As I put on yet another flimsy hospital gown, I ridiculously tried to reassure myself. I repeated, out loud, “You’re okay. You’re okay. You’re okay.” Using the same pressured tone I use with my kids, ever the insistent mother promising safety and security that I may not be able to actually deliver. I kept saying it even though it wasn’t true. Funny how we sometimes lie to ourselves to find the courage and bravery to take the next necessary step.
The lumps evaded the ultrasound but an CT is in order to get to the bottom of things. “Ultrasounds don’t give us a lot of information on bones,” they say. They are trying to reassure me, but they haven’t sat in as many hospital beds as I have. They haven’t been in that special group, a fraction of a fraction of the population diagnosed with cancer at a young age. I can read between the lines. You can’t rule out disease in my bones at this point, and you don’t see the lumps on the flesh or soft tissues of my ribs. That means we can all feel them, but we can’t find them. Great. Let’s go look at those bones then.
After the imaging, I walked, an absent minded hollow person, to the hospital cafeteria. A doctor bumps in to me. Maybe I bump in to her? That seems more likely. She sneaks infront of me in line and pays for my lunch. I’m not even crying but the disorientation must be all over my face. I stare at my sandwich for half an hour then I get up and toss it in the trash.
I call Tom to hear his voice on the other end of the line.

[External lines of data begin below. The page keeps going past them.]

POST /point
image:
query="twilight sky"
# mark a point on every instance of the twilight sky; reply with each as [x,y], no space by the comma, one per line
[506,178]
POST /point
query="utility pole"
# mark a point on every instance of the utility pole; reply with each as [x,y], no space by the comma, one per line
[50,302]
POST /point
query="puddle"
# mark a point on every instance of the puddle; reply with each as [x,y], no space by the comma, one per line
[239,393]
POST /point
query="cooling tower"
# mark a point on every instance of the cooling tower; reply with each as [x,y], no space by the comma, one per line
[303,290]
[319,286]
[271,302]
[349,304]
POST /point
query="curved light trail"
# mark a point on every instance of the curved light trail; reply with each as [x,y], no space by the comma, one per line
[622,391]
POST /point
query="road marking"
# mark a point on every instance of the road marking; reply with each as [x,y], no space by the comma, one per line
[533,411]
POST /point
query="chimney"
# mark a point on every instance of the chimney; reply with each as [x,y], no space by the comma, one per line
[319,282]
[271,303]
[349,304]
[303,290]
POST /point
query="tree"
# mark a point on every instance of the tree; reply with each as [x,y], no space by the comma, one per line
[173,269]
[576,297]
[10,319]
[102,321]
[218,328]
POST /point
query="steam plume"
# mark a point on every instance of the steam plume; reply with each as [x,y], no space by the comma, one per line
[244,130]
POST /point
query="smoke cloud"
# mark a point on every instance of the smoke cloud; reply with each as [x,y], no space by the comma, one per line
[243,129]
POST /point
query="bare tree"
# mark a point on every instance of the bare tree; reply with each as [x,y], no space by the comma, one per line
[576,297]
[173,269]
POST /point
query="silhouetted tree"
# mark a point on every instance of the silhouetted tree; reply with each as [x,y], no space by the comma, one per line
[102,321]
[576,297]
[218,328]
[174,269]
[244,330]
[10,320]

He is driving across country with the girls. They are on their way home to me after over two weeks away. I don’t tell him what’s going on. I don’t want to distract his driving. The only things worse than something happening to me is something happening to anyone in that car. I lie to him and cover my abbreviated responses by telling him I’m just busy at work. He knows me too well to buy this for long, though, so I hustle and get off the phone.

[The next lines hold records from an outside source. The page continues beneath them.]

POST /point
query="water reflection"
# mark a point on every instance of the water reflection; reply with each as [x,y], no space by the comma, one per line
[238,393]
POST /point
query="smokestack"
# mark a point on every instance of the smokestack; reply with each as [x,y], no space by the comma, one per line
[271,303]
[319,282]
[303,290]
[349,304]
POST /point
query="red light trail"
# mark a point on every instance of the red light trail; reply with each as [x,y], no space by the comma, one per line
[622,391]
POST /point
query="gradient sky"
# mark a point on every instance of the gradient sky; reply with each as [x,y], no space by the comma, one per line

I don’t remember driving to the office after that, but work helps. Not thinking about what could be coming is my best defense. When I get a break in the work flow at the office, a heaviness comes over me. Getting up from my chair becomes a monumental task. By the next day, I sit and cry after the sun goes down. I’m not sure if I’m more afraid of what could be, or more traumatized by what was.
You know, it’s hard to carry on this way. It’s hard to work. It’s hard to have energy for my kids. It’s hard to be close and vulnerable to my husband. It’s just hard. Worse, it’s not a hard I was expecting at this moment. (Are we ever expecting it?) I was looking forward to getting back to living. So let’s see what the next few days bring. Hopefully it’s good news at the very least, and please lord let me avoid the worst.